The main idea stays the same. Local interactions create global structure.
Case Studies
Start with the core mechanics: neighborhoods, rule tables, and space-time diagrams.
Then turn that first example into a reusable simulator and compare several rules and several initial conditions.
Once the workflow is clear, move to the assignment.
Learning Goals
- Encode an elementary cellular automaton rule as an 8-entry lookup table.
- Implement synchronous updates on a one-dimensional lattice.
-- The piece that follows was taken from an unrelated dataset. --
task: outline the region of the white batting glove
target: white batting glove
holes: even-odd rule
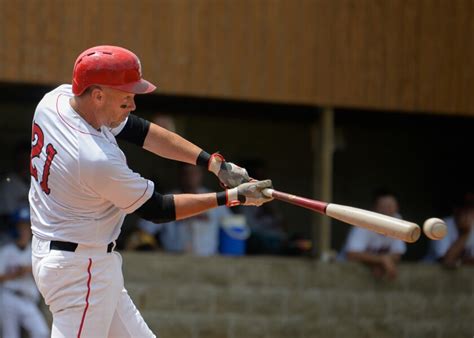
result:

- Build and interpret space-time diagrams.
- Compare how rule choice and initial condition affect long-run behavior.
- Distinguish ordered, periodic, and irregular pattern growth qualitatively.
Flow of This Session
- Start with one rule and one seeded initial row.
- Implement the local update from three-cell neighborhoods.
- Simulate repeated synchronous updates.
- Visualize the result as a space-time diagram.
- Reuse the same code to compare several rules and initial conditions.
What do we need?
numpy
Store the lattice, build rule tables, and update rows efficiently.
matplotlib.pyplot
Plot space-time diagrams and rule comparisons.
matplotlib.backend_bases
Handle mouse clicks for interactive initial conditions.
Why not use scipy.solve_ivp here?
A cellular automaton is not defined by a differential equation. It is defined by a synchronous local rule: each cell looks at a small neighborhood and updates directly.
So we do not need an ODE solver. A simple loop over time steps is the right numerical tool.
Use a notebook when you want to compare several rules, inspect arrays, or save snapshots. Use a script when you want quick interaction, such as clicking on the first row and recomputing the full diagram.
In the first implementation we keep the boundary cells fixed at zero. Later you can test periodic boundaries and see how much the long-run pattern depends on the edges.